Było to pierwsze zlecenie i początki ciąży. Nie było łatwo chociażby z tego względu, że często było mi niedobrze, a kwiaty robiłam po nocach. Nie raz kładłam się na podłodze, żeby wyprostować plecy i brzuch, bo jak na niego uciskałam było gorzej. Nie wspominając już o senności, która dopadała mnie już o 20.00, a  jednak dałam radę, mimo że nie było łatwo. Była to tak na prawdę jedna z najtrudniejszych dekoracji w tym czasie. Nie było to nic skomplikowanego, ale zmienne samopoczucie i to, że było sporo do zrobienia, nie ułatwiało pracy.
Po zrobieniu, dekoracji, dostarczeniu i później sprzątnięciu stwierdziłam, że jak dałam radę teraz to później nie będzie już tak źle.

W lipcu zrobiłam sobie przerwę i nie przyjmowałam zleceń, tym bardziej, że w pracy sporo się działo i tak koleją dekorację robiłam na początku sierpnia.
Dekoracja miała być z chabrami, ale okazało się, że chabrów było jak na lekarstwo, więc szukałam zamienników i tak znalazłam kwiaty sola.
Panna Młoda po konsultacji stwierdziła, że zdaje się na mnie, a to lubię najbardziej bo wtedy mogę "poszaleć". Oczywiście były pewne wytyczne których się trzymałam, ale były rzeczy, które zrobiłam po swojemu. Oczywiście z braku czasu nie  mam swoich zdjęć bukietów, ale mam to co udało się zdobyć :)
Pierwszy raz też bawiłam się drutem, co prawda niewiele z niego było dekoracji, ale zawsze :)



Pod koniec sierpnia, miałam bardzo kolorowe zlecenie w odważnych kolorach. Amarant połączony z zielenią i dodatkiem fioletu.
Nie mogłam się doczekać, aż będę mogła dekorować, tym bardziej, że do dekoracji była klimatyczna sala Siedem Drzew w Biskupicach.

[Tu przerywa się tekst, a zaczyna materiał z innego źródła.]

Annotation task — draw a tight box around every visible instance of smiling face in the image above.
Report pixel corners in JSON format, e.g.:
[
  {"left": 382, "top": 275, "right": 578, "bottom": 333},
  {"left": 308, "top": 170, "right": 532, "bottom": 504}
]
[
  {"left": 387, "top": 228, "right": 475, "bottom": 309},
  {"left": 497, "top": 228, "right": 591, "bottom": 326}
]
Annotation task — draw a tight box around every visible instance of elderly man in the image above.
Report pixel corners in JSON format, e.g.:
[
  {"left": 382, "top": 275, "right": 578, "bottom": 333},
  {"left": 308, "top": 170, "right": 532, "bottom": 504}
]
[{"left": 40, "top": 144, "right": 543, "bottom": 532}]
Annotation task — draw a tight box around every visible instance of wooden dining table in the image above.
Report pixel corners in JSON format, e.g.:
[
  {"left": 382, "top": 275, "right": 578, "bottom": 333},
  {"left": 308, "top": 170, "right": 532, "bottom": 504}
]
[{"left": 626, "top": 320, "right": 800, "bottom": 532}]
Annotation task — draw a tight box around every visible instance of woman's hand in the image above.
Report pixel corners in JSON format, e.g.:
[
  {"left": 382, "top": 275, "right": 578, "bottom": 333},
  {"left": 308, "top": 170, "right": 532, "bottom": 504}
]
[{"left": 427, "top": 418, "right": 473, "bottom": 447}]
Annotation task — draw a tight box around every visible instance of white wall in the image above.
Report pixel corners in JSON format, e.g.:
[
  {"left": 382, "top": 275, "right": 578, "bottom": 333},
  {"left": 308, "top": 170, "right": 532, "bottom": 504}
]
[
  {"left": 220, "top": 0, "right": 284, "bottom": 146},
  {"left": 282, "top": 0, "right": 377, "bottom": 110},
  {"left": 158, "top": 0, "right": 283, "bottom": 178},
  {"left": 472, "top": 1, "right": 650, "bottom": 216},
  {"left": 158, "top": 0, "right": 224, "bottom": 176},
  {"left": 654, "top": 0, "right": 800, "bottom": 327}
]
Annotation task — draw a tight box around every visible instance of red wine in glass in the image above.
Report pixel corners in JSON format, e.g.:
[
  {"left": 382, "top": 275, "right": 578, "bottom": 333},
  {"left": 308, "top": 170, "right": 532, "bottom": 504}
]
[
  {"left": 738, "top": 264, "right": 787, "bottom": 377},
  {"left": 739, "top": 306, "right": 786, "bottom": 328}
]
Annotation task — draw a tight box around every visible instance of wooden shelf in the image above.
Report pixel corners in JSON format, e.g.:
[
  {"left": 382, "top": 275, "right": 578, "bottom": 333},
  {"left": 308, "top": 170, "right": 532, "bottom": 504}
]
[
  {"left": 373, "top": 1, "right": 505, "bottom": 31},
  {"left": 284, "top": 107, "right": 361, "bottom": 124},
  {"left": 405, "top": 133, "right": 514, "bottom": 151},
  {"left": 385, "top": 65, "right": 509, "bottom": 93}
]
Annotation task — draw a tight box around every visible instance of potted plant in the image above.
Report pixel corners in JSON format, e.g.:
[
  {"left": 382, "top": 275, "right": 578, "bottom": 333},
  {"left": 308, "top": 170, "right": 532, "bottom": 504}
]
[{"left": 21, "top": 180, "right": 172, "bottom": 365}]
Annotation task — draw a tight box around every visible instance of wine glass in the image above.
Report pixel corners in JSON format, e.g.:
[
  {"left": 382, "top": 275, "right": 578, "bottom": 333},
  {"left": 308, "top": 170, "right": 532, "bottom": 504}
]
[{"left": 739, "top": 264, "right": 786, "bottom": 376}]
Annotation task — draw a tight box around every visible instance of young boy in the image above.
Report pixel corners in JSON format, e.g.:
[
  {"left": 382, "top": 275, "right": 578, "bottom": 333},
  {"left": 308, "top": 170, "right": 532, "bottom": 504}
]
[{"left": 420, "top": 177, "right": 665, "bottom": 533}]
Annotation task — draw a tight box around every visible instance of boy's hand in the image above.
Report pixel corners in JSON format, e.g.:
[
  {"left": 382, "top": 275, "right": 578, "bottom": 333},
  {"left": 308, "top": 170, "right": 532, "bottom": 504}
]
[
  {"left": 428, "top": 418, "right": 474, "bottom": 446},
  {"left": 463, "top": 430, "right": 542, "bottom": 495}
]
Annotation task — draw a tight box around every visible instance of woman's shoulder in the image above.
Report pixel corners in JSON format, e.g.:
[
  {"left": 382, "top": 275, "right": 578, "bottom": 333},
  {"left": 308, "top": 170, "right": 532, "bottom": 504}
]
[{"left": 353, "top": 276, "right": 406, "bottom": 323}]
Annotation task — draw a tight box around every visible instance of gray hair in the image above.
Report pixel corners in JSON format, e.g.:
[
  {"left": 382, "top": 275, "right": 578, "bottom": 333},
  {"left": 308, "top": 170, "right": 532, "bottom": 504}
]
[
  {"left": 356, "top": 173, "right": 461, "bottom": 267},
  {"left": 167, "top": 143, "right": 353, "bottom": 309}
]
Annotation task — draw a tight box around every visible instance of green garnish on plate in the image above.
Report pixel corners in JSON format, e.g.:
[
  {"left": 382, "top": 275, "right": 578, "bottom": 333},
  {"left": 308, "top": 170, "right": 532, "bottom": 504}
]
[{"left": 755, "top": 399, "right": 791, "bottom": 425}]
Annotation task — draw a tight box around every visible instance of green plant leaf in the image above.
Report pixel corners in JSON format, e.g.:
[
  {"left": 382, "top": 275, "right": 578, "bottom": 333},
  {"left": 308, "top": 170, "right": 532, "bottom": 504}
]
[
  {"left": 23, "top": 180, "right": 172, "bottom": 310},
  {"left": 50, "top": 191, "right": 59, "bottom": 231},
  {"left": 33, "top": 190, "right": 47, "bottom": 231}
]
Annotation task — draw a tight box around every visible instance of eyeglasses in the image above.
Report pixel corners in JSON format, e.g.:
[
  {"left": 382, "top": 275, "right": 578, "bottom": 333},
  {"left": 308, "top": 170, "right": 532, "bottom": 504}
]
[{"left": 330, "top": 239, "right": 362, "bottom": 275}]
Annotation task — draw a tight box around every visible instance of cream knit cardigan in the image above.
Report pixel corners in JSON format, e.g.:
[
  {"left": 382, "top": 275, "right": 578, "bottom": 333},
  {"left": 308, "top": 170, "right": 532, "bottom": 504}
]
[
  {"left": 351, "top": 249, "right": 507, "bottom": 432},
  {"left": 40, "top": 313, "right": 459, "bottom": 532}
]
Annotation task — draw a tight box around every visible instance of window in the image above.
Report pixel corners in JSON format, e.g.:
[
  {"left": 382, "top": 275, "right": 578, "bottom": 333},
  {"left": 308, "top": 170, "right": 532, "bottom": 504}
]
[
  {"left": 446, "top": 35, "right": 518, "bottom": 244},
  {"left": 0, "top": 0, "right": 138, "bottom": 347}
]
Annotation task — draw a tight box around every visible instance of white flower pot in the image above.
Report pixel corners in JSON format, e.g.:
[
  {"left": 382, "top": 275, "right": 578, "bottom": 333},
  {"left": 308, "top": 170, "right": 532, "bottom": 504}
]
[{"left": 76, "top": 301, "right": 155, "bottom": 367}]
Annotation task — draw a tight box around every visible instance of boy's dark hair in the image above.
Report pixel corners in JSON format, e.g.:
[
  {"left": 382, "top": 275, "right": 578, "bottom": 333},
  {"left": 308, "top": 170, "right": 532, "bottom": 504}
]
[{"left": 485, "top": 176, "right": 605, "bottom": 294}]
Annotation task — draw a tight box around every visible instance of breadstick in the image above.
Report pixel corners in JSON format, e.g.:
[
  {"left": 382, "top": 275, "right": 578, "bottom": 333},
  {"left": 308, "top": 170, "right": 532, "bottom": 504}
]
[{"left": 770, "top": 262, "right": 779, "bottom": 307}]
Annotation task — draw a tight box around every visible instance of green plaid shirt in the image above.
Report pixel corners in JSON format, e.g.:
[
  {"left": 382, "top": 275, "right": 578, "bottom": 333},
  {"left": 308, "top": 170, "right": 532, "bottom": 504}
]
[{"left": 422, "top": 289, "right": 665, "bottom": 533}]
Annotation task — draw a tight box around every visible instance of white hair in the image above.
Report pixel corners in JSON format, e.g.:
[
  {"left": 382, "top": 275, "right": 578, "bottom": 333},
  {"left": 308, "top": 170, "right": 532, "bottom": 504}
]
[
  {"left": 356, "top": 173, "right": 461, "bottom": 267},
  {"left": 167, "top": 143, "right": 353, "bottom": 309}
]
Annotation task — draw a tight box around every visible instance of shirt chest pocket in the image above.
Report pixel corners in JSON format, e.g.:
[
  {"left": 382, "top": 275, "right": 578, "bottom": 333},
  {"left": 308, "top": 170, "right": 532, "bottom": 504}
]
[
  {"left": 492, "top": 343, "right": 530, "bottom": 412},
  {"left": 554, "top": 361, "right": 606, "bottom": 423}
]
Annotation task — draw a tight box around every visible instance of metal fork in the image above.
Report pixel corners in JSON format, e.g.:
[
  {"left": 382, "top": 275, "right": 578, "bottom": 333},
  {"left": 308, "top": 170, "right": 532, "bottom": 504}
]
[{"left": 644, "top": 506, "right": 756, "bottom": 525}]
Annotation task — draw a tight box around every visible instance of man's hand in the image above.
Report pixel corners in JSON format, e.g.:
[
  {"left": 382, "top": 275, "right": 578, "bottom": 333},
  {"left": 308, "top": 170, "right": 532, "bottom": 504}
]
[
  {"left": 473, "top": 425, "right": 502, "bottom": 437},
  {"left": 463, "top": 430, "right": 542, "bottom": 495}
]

Kolory bardzo ożywiły salę i nadały jej charakteru. Jeżeli będę miała okazję jeszcze raz dekorować tą salę to chętnie się podejmę :)





Niestety jak zwykle przy dużych realizacjach nie mam wszystkich zdjęć, a do kompletu poza bukietem były kwiaty do włosów i bransoletka. Mam takie trochę kiepskie zdjęcie bukietu, ale zawsze to jakieś zdjęcie ;)

We wrześniu kończyłam sezon ślubny i trochę mnie to cieszyło bo już brzuszek rósł i coraz bardziej dawał się we znaki.
A o to zdjęcia tego co powstało we wrześniu. Kilka ślubniaków i bukietów okolicznościowych ;)



Dekoracja stołu Pary Młodej i  bukiety z butonierkami



Miało być zamiast kwiatów, a jest z dodatkiem kwiatów.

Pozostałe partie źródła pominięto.